Le sourire qui creusa les joues de sa vieille connaissance n'illumina pas ses yeux. Ça n'arrivait jamais ; il était mort de l'intérieur, au-delà de toutes limites raisonnables. Son humanité avait foutu le camp bien des années auparavant.

Quelque part, c'était presque un miracle qu'il tienne encore debout.

— Je cherchais une cible et je suis tombée sur une femme qui ne tarit pas d'éloge pour toi, déclara Charles, les mains dans les poches de son pantalon. Figure-toi qu'elle m'a demandé en mariage alors qu'on parlait de toi.

Agathe...

— C'est le moment où tu m'annonces tes noces et que tu m'invites à l'union.

— Je crains que ce genre de connerie ne soit pas pour moi. Toi, en revanche...

Charles avança jusqu'à se retrouver face à lui, comme s'il n'y avait aucune animosité entre eux, que Marius ne se sentait pas excessivement possessif. Il avait atteint ses limites à cause de l'incompréhension avec Solange.

Une simple provocation et son contrôle céderait.

— Attention, Charles.

Celui qui avait un jour été un camarade, un frère d'arme, haussa un sourcil.

— Du calme, je ne suis pas là pour te voler ton lapin, dit-il tranquillement. Elle est jolie, mais trop innocente pour moi.

— Charles !

— J'ai des yeux, Marius. Je ne vais pas faire semblant de ne pas l'avoir vue pour te faire plaisir.

Non, ça aurait été trop beau. Beaucoup trop beau.

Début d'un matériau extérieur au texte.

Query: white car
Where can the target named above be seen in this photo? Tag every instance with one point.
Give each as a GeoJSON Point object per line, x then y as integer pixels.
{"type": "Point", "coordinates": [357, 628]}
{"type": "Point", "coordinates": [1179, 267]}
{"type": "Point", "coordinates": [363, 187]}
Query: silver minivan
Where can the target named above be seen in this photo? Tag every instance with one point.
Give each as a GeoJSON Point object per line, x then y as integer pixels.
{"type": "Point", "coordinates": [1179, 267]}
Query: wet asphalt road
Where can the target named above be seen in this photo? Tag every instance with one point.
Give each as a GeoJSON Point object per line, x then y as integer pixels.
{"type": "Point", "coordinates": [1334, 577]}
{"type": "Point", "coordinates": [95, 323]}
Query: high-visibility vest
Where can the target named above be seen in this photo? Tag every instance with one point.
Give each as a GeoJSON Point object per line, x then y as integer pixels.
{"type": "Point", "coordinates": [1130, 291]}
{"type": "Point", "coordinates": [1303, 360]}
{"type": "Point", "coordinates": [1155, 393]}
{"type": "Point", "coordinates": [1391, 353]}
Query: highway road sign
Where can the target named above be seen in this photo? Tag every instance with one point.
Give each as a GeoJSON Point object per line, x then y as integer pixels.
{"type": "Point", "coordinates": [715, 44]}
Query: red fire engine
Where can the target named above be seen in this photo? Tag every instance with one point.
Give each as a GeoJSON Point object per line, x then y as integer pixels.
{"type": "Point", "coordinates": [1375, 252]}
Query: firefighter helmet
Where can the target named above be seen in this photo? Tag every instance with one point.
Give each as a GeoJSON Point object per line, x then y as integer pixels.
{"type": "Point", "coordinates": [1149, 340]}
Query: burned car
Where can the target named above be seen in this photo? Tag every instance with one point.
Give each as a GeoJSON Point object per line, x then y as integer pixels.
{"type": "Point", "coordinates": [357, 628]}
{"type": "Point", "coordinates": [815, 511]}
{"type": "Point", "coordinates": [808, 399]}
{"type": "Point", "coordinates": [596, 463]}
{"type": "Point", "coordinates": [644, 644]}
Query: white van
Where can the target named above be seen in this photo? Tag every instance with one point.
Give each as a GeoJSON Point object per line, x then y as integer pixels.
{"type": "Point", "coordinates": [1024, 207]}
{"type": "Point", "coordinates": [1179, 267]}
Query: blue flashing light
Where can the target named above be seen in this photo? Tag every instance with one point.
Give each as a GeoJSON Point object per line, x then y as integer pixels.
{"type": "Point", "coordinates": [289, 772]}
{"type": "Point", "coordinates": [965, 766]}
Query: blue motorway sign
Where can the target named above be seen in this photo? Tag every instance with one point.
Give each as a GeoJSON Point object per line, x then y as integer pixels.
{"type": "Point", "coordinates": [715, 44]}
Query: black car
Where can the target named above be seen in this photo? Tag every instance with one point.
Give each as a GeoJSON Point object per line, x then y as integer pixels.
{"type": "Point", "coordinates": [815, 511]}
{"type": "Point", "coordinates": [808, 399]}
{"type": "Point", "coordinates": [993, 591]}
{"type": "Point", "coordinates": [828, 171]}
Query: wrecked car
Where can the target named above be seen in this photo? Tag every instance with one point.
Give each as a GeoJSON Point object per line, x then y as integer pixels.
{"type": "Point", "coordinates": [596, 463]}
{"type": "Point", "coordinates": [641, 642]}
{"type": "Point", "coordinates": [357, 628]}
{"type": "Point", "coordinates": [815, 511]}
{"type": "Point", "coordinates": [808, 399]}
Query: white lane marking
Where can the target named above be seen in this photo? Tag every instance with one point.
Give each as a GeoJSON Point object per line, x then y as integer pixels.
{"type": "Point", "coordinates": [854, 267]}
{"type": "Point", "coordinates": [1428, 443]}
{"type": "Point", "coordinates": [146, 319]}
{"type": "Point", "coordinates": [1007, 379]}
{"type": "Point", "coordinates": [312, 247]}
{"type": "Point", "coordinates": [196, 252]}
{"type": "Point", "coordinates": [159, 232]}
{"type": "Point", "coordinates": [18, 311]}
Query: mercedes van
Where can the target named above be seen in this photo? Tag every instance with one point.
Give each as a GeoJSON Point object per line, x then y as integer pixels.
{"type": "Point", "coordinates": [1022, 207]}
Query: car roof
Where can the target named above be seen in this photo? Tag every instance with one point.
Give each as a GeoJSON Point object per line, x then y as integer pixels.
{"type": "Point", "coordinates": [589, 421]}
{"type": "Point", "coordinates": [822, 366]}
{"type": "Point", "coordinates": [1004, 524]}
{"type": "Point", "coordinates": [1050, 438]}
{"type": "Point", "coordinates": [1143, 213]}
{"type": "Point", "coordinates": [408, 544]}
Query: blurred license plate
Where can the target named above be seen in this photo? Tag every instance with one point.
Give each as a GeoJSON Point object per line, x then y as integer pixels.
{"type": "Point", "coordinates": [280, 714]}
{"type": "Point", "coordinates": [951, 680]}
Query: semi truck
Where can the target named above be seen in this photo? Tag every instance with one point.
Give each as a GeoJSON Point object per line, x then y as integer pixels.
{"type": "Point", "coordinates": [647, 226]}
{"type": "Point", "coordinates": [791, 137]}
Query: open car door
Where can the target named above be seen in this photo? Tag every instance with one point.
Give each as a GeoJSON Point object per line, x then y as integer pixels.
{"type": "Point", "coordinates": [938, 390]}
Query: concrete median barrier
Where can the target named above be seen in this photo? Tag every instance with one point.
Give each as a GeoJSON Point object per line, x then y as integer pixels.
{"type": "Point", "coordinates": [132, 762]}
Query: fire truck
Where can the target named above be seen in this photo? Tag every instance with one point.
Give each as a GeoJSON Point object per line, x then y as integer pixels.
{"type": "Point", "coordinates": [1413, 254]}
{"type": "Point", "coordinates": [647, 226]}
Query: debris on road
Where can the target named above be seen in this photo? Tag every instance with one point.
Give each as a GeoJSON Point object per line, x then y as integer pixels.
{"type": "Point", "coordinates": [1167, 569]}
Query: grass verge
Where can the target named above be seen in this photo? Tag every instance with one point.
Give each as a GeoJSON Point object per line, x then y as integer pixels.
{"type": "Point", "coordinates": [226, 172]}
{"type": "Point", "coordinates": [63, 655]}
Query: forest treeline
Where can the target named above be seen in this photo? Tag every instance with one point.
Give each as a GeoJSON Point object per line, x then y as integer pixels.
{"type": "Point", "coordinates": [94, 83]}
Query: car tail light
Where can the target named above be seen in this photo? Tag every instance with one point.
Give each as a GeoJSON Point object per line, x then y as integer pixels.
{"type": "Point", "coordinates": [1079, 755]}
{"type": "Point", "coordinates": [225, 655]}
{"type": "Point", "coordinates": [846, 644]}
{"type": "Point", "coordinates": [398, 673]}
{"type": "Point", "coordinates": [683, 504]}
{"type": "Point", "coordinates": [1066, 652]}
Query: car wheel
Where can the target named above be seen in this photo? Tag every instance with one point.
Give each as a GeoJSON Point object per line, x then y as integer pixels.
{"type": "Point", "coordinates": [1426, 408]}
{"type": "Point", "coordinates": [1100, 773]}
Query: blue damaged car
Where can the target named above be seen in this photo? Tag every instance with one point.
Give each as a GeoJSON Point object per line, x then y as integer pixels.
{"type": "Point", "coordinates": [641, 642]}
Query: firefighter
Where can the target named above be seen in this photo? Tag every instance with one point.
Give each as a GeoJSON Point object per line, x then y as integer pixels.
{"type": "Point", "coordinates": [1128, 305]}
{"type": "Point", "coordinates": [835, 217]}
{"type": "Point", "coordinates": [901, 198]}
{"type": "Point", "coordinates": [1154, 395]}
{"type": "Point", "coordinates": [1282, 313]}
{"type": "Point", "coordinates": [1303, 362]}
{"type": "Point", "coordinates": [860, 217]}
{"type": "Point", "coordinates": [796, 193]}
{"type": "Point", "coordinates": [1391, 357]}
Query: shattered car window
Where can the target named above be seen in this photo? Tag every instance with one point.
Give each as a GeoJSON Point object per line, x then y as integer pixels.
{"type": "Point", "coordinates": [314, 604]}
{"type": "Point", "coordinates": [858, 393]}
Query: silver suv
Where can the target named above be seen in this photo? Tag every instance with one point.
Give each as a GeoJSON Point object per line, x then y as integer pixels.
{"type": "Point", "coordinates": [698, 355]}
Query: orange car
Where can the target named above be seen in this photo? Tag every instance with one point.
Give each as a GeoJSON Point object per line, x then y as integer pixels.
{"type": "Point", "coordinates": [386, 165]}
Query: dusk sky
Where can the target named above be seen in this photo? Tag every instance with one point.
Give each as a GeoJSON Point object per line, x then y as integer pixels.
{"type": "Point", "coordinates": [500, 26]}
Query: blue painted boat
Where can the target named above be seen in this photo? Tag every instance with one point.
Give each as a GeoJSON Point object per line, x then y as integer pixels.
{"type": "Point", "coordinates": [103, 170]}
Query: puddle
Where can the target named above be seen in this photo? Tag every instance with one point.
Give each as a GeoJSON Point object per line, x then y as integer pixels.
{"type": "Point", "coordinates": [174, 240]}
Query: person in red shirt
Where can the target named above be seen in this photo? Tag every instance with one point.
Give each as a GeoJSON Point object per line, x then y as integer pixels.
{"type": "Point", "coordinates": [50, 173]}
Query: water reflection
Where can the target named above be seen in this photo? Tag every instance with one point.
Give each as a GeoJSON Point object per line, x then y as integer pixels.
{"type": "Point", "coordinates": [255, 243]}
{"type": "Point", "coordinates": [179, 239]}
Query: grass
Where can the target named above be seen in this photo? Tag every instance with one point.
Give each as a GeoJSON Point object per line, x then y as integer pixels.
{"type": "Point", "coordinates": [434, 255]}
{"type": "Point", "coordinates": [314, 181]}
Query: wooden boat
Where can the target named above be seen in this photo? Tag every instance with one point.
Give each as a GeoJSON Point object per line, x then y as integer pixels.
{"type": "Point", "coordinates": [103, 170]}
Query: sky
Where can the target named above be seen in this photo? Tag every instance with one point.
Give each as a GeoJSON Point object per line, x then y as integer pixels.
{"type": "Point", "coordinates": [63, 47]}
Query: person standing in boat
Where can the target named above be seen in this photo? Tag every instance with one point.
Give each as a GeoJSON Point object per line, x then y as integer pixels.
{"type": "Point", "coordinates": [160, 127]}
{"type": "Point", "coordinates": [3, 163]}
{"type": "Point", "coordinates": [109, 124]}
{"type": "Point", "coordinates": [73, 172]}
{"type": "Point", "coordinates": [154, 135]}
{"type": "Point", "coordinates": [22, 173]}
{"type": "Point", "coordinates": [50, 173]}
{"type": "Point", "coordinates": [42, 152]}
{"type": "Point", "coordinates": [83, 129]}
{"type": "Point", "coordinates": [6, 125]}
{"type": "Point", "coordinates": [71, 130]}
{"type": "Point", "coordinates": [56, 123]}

Ils n'étaient pas à proprement parlé amis tous les deux. Leur relation était un peu trop sauvage, un peu trop unique, pour ça. Les deux hommes se ressemblaient tellement qu'ils avaient tendance à vite devenir hargneux quand ils se retrouvaient trop longtemps au même endroit.

En tant de guerre, c'était un atout. Le surplus d'énergie les rendait salement dangereux pour pas grand-chose.

A cet instant précis, en revanche ? C'était dangereux. Pour eux deux, comme pour les personnes qui auraient le malheur de croiser leur chemin.

— Elle est hors d'atteinte.

Charles haussa les épaules.

— C'est noté. Mais je ne suis pas là pour parler d'elle : je me rends à une soirée de la haute ce soir. Tu veux m'accompagner ?

Marius fronça les sourcils.

Ils ne s'étaient pas vus depuis quoi ? Quatre ? Cinq ans, peut-être ?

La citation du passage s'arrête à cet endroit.